Kelley Roger E, Buchhanolla Prabandh, Pandey Amrita, Thapa Monika, Hossain Md Ismail, Bhuiyan Mohammad Alfrad Nobel
Department of Neurology, Louisiana State University Health Sciences Center-Shreveport, 1501 Kings Highway, Shreveport, LA 71103, United States.
Biostatistics and Computational Biology Lab, Department of Medicine, Louisiana State University Health Sciences Center-Shreveport, 1501 Kings Highway, Shreveport, LA 71103, United States.
J Stroke Cerebrovasc Dis. 2025 Feb;34(2):108182. doi: 10.1016/j.jstrokecerebrovasdis.2024.108182. Epub 2024 Dec 6.
To evaluate patients acute cerebral ischemia in order to assess for factors which may help to differentiate patients with small vessel involvement from those with large vessel involvement in an effort to determine diagnostic yield of vascular imaging.
We prospectively and consecutively evaluated all acute ischemic stroke patients at our medical center from May 16, 2021 to December 10, 2021. Distinction between small vessel and large vessel involvement was based upon clinical presentation, the results of brain imaging and either computed tomographic angiography, in the vast majority, or magnetic resonance angiography. Patient demographics and risk factors for stroke as well as therapeutic intervention was assessed.

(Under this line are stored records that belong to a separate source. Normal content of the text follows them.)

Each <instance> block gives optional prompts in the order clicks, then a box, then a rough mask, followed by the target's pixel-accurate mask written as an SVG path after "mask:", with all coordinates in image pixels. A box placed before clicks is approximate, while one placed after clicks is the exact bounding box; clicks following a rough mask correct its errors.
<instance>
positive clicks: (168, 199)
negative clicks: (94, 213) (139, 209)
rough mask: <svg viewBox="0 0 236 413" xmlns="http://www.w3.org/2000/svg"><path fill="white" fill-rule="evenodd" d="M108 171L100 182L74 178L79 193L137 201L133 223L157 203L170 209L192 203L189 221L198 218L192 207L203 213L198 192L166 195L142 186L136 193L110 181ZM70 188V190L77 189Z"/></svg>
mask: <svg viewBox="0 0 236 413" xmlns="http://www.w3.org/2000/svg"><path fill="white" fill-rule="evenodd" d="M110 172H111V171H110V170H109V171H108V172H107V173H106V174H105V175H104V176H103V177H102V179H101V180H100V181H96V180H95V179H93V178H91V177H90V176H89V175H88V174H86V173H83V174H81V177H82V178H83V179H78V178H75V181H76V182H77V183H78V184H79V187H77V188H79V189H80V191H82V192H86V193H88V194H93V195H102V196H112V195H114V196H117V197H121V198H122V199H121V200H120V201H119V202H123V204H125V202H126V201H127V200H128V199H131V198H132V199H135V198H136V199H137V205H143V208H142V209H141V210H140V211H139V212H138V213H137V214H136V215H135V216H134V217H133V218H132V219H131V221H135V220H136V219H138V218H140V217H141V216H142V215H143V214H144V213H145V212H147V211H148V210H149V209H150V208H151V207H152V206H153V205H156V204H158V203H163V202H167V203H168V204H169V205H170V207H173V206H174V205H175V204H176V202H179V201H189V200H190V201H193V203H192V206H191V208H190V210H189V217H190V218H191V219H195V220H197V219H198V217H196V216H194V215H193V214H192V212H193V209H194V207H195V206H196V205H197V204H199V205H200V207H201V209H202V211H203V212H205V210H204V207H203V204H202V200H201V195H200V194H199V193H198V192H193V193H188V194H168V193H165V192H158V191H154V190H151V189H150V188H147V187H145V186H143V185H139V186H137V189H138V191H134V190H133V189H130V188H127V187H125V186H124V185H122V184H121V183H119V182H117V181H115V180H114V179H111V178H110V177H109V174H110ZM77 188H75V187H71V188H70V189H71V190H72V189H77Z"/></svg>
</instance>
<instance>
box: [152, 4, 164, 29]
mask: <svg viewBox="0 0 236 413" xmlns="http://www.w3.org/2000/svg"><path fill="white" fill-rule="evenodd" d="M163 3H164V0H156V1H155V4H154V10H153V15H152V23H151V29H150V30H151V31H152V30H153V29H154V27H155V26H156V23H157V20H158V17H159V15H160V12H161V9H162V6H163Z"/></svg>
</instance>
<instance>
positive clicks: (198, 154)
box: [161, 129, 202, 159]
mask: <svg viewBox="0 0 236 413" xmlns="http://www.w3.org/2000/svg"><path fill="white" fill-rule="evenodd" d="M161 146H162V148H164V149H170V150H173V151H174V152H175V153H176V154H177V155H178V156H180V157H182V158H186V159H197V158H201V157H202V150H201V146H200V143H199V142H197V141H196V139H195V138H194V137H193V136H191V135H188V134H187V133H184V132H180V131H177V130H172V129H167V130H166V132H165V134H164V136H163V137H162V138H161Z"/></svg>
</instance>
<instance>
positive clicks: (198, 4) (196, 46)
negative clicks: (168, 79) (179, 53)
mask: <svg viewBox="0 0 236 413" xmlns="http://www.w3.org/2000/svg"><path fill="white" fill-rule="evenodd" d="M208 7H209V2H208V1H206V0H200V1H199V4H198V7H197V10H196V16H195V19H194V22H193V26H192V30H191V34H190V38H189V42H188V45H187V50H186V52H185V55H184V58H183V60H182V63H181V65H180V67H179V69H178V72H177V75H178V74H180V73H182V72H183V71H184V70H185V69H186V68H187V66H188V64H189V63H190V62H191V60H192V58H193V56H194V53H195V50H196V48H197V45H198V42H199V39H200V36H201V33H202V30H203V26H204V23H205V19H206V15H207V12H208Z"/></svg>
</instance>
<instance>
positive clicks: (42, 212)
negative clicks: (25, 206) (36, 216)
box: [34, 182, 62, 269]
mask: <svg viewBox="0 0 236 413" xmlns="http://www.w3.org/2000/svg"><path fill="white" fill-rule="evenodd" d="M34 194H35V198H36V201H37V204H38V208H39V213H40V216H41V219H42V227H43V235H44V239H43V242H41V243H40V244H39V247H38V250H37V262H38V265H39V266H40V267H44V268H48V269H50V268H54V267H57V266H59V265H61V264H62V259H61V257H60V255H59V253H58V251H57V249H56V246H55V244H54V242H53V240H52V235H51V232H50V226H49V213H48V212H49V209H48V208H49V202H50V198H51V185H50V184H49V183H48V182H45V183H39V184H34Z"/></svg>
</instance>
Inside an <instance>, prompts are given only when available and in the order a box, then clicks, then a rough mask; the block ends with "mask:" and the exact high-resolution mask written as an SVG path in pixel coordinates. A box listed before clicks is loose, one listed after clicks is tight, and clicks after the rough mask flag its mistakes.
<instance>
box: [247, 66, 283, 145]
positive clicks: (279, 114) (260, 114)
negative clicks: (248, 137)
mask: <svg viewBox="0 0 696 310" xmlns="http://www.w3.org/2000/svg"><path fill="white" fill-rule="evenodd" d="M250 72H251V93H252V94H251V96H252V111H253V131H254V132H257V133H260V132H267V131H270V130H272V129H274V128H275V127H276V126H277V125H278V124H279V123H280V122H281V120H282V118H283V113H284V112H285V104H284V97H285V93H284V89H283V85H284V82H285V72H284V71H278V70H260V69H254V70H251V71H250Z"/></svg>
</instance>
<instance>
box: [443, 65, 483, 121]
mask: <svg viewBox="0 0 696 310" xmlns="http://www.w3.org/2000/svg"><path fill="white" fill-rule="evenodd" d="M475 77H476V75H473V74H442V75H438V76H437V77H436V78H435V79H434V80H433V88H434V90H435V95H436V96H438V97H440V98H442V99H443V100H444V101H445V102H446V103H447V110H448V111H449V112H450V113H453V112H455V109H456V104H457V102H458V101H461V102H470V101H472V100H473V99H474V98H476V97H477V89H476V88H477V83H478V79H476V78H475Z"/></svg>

Of the 90 patients studied, 59 had large vessel ischemia (66%) with 26 (44%) having large vessel occlusion and one had symptomatic high-grade middle cerebral artery stenosis. Conversely, none of the 31 patients with small vessel presentation (34%) had large vessel occlusion or high-grade stenosis. In addition, 19 out of 59 (32%) large vessel patients compared to 2 of 31 (6%) of the small vessel patients had atrial fibrillation identified as a potential mechanism with a p-value of 0.01 by univariate analysis and 0.17 by multivariate analysis. The routine use of vascular imaging in acute ischemic stroke is of very low yield in small vessel presentation with the presence of potential cardiogenic emboli is also relatively low. Efforts at accelerated identification of a small vessel mechanism, to avoid unnecessary testing, should provide significant value from both a patient management and cost standpoint.
评估急性脑缺血患者,以确定有助于区分小血管受累患者与大血管受累患者的因素,从而确定血管成像的诊断价值。

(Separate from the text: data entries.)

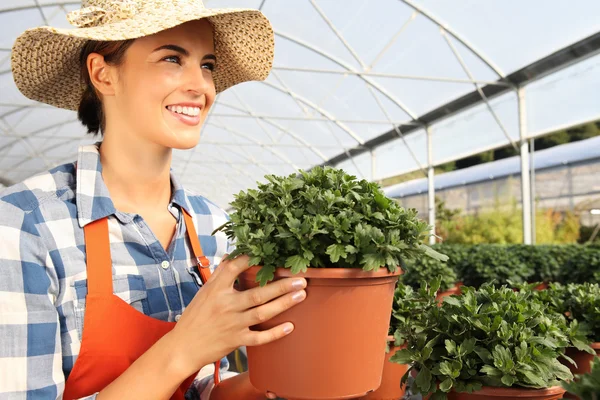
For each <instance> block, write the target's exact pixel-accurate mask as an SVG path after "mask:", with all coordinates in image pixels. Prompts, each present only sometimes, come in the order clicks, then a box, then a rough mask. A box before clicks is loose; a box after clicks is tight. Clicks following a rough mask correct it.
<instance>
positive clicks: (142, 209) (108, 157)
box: [100, 129, 172, 214]
mask: <svg viewBox="0 0 600 400" xmlns="http://www.w3.org/2000/svg"><path fill="white" fill-rule="evenodd" d="M119 133H120V132H111V131H109V130H108V129H107V131H106V133H105V135H104V140H103V141H102V146H100V162H101V163H102V178H103V179H104V183H105V184H106V187H107V188H108V191H109V193H110V196H111V199H112V201H113V203H114V205H115V208H116V209H117V210H119V211H122V212H127V213H137V214H143V213H144V212H155V211H159V210H166V208H167V206H168V205H169V202H170V201H171V175H170V166H171V156H172V150H171V149H169V148H165V147H163V146H159V145H157V144H155V143H150V142H148V141H144V140H141V139H140V138H138V137H135V136H134V135H122V134H119Z"/></svg>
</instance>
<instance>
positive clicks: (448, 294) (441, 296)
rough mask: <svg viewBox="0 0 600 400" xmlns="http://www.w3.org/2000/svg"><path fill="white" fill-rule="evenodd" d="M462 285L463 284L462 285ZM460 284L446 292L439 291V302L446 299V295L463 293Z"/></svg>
mask: <svg viewBox="0 0 600 400" xmlns="http://www.w3.org/2000/svg"><path fill="white" fill-rule="evenodd" d="M460 286H462V285H460ZM460 286H459V285H458V284H457V285H455V286H453V287H451V288H450V289H448V290H446V291H444V292H438V294H437V296H436V299H437V301H438V303H440V304H441V303H442V302H443V301H444V298H445V297H450V296H452V295H453V294H460V293H461V289H460Z"/></svg>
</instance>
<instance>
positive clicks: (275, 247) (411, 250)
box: [216, 167, 444, 285]
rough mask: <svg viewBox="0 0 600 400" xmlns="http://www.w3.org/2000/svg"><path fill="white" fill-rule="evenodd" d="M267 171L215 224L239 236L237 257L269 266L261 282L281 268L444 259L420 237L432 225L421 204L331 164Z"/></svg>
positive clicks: (324, 267) (371, 263) (232, 256)
mask: <svg viewBox="0 0 600 400" xmlns="http://www.w3.org/2000/svg"><path fill="white" fill-rule="evenodd" d="M265 178H266V180H267V183H261V184H259V185H258V188H257V189H249V190H248V191H246V192H244V191H242V192H240V193H239V194H237V195H236V196H235V200H234V201H233V202H232V203H231V206H232V208H233V210H234V211H233V212H232V213H231V215H230V217H231V220H230V221H229V222H227V223H226V224H224V225H223V226H221V227H220V228H218V229H217V230H216V231H223V232H225V233H226V234H227V236H228V238H230V239H235V242H236V243H235V244H236V251H235V252H234V253H232V257H235V256H239V255H241V254H247V255H249V256H250V257H251V260H252V261H253V263H255V264H256V265H261V266H262V268H266V269H267V270H266V271H265V272H264V273H262V274H260V279H259V281H260V283H261V285H264V284H266V283H267V282H268V281H269V280H270V279H273V278H272V273H273V271H274V269H275V268H276V267H285V268H290V269H292V271H293V272H294V273H297V272H302V271H306V269H307V268H308V267H315V268H328V267H332V268H362V269H364V270H366V271H376V270H378V269H379V268H387V269H388V270H389V271H395V270H396V268H397V267H399V265H400V260H405V259H413V258H417V257H419V258H422V257H437V258H444V257H443V256H441V255H440V254H438V253H437V252H435V251H433V250H431V249H430V248H428V247H427V246H424V245H423V244H422V241H423V240H424V238H425V237H426V236H427V235H428V231H429V227H428V226H427V224H426V223H425V222H423V221H420V220H419V219H418V218H417V212H416V210H414V209H409V210H407V209H404V208H402V207H400V206H399V205H398V203H396V202H395V201H393V200H391V199H388V198H387V197H385V195H384V193H383V192H382V191H381V188H380V187H379V186H378V185H377V184H375V183H371V182H368V181H366V180H357V179H356V177H354V176H351V175H348V174H347V173H345V172H344V171H343V170H339V169H333V168H329V167H327V168H320V167H317V168H313V169H312V170H310V171H300V172H299V174H298V175H290V176H287V177H280V176H274V175H268V176H266V177H265Z"/></svg>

我们对2021年5月16日至2021年12月10日在我院医疗中心的所有急性缺血性卒中患者进行了前瞻性连续评估。小血管和大血管受累的区分基于临床表现、脑成像结果以及绝大多数情况下的计算机断层血管造影或磁共振血管造影。评估了患者的人口统计学特征、卒中危险因素以及治疗干预情况。
在研究的90例患者中,59例有大血管缺血(66%),其中26例(44%)有大血管闭塞,1例有症状性大脑中动脉重度狭窄。相反,31例小血管病变患者(34%)均无大血管闭塞或重度狭窄。此外,59例大血管病变患者中有19例(32%),而小血管病变患者中有2例(6%)被确定心房颤动为潜在机制,单因素分析p值为0.01,多因素分析p值为0.17。在小血管病变的急性缺血性卒中患者中,常规使用血管成像的诊断价值很低,存在潜在心源性栓塞的情况也相对较少。从患者管理和成本角度来看,加快确定小血管机制以避免不必要检查的努力应具有重要价值。